All allegations of defamation per se were abandoned by Plaintiff in briefing and at oral arguments held on May 11, 2018.

ii. A claim against defendant, Onofri for the conduct of a public employee constituting a crime, actual fraud, actual malice or willful misconduct is expressly prohibited by the New Jersey Tort Claims Act.

Pursuant to N.J.S.A. 40A:14-181, every law enforcement agency is required to adopt and implement guidelines consistent with the guidelines governing the Internal Affairs Policy and Procedures. Moreover, New Jersey courts have recognized that the guidelines implemented by the Attorney General have the force of law. See O'Shea v. Twp. Of West Milford, 410 N.J. Super. 371, 382 (App. Div. 2009).

The Attorney General Guidelines that govern Internal Affairs Information specifically state, "[t]he nature and source of internal allegations, the progress of internal affairs investigations, and the resulting materials are confidential information and shall only be released under...limited circumstances." N.J. Att'y Gen. Internal Affairs Policy and Procedures at 11-46 (Nov. 2000). However, pursuant to N.J.S.A. 59:2-10, a cause of action against a public entity for the "acts or omissions of a public employee constituting a crime, actual fraud, actual malice, or willful misconduct" is expressly prohibited.

The argument of "willful misconduct" was not asserted in any of the Defendants briefs. Instead, the issue was raised during oral arguments held by this Court on May 11, 2018.

Plaintiff contends that it has sufficiently alleged evidence that the Mercer County Prosecutor's Office acted with actual malice. Plaintiff cites to paragraphs 40a-e of the Complaint as alleged falsities that would be known to be false by an alleged leaker. Moreover, Plaintiff contends only four individuals knew of the investigation of Decedent in paragraph 45 of the Complaint and that each of the individuals were law enforcement officers, investigators and/or otherwise worked at the Mercer County Prosecutor's Office or City of Trenton Police Department. The Trenton Defendants, in their November 23, 2018, Answer on November 23, 2017, denied disclosing information about the investigation to anyone. Plaintiff therefore asserts that the communications came from the Mercer County Prosecutor's Office.

The Court having reviewed the Complaint in full, with close scrutiny accorded to the paragraphs outlined in the preceding paragraph, finds that if an alleged agent of the Mercer County Prosecutor's Office made such disclosures of confidential law enforcement information with actual malice, it would constitute willful misconduct for which the Prosecutor's Office would have no liability under the New Jersey Tort Claims Act. N.J.S.A. 59:2-10.

iii. Plaintiff, the Estate of Edward Leopardi cannot prevail on a claim of defamation against defendant, Onofri, due to an insufficient pleading of actual malice and the claim being barred by the New Jersey Tort Claims Act.
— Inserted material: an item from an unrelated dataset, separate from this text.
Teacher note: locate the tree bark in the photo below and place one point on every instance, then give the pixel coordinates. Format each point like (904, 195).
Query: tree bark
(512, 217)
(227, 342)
The Court finds plaintiff, the Estate of Edward Leopardi has failed to make a prima facie showing of defamation against defendant, Onofri. The Court reaches this conclusion upon finding actual malice to have been pled in a conclusory manner and further finding a cause of action against the Mercer County Prosecutor's Office, for the conduct of an alleged agent of the office, which is alleged to have constituted actual malice, to be barred by the New Jersey Tort Claims Act. Accordingly, the Court dismisses Count 8 of Plaintiffs' Complaint without prejudice, with respect to defendant, Onofri.
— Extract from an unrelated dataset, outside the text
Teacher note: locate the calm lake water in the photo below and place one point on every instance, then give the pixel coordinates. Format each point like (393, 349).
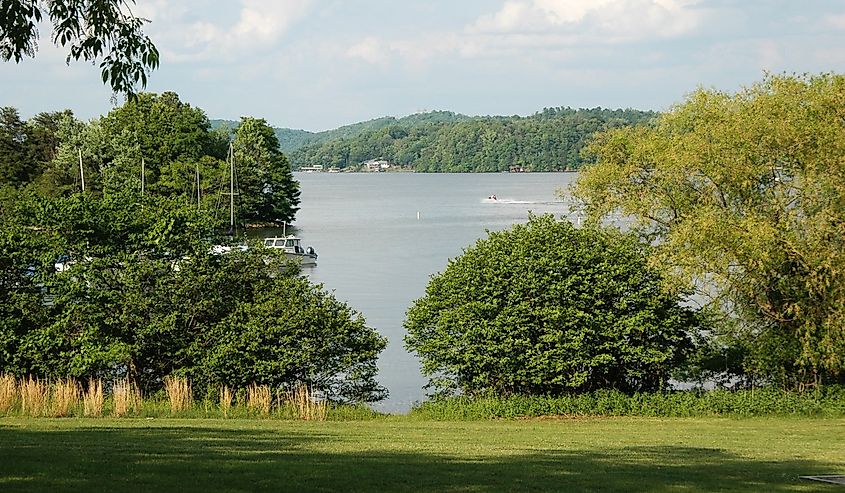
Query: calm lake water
(380, 237)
b. Defendant Onofri, is entitled to dismissal of each of the remaining speech-based torts, as plaintiff, the Estate of Edward Leopardi, has failed to sufficiently plead actual malice and a cause of action against Defendant for any such conduct of the agents of defendant, Onofri are expressly prohibited by the New Jersey Tort Claims Act.
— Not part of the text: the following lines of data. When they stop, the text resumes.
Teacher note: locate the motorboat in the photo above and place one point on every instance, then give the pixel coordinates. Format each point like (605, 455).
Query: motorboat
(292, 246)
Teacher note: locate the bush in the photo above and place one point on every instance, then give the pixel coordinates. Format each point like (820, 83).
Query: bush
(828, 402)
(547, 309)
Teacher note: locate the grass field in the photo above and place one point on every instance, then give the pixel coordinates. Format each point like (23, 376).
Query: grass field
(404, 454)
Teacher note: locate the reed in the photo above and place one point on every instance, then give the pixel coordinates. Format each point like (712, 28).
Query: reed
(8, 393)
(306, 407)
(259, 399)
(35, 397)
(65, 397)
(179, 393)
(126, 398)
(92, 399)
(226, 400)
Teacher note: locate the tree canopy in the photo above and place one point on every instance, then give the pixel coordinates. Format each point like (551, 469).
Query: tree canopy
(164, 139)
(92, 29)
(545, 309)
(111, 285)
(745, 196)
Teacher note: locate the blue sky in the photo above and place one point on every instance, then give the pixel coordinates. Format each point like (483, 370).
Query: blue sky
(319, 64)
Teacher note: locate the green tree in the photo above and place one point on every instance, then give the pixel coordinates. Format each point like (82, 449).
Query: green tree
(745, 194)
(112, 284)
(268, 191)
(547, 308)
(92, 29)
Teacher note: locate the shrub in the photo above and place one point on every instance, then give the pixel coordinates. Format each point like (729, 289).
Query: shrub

For the reasons discussed more fully above, actual malice has not been adequately pled on behalf of plaintiff, the Estate of Edward Leopardi, with respect to defendant, Onofri. Further, any claims based upon the conduct of the agents of defendant, Onofri, constituting actual malice, are barred by the New Jersey Tort Claims Act as they would constitute willful misconduct. In light of these findings, the Court further finds Plaintiff cannot prevail on the remaining speech-based torts asserted against defendant, Onofri in Counts 9 (False Light Invasion of Privacy), 11 (Intentional Infliction of Emotional Distress), and 13 (Negligent Infliction of Emotional Distress). Moreover, Plaintiff is precluded from seeking relief under a theory of negligence, as allowing such, would allow plaintiff to circumvent the constitutional parameters of a claim of defamation. Accordingly, the Court dismisses Counts 9, 11, 12 and 13 of Plaintiffs' Complaint, as asserted by plaintiff, the Estate of Edward Leopardi, without prejudice, with regard to defendant, Onofri.

VIII. The Court having found that the matters published in this case were newsworthy further finds plaintiff, the Estate of Edward Leopardi cannot prevail on a claim of improper publication of private facts, asserted against defendant, Onofri.

The Court having concluded the correct standard to be applied to the within matter for a claim of improper publication of private facts, to be the one set forth by the New Jersey Supreme Court in Romaine v. Kallinger, 109 N.J. 282 (1988), and having concluded the matters published to have been newsworthy, likewise concludes for essentially the same reasons set forth above that plaintiff, the Estate of Edward Leopardi cannot prevail on a claim of improper publication of private facts, as asserted against defendant, Onofri. Accordingly, the Court grants defendant, Onofri's motion to dismiss, with respect to Count 10 of Plaintiffs' Complaint, without prejudice.

IX. Plaintiff René Pistilli-Leopardi cannot prevail on a claim of negligence based upon the theory that an agent of the Mercer County Prosecutor's Office negligently revealed information about the ongoing investigation of decedent, Edward Leopardi.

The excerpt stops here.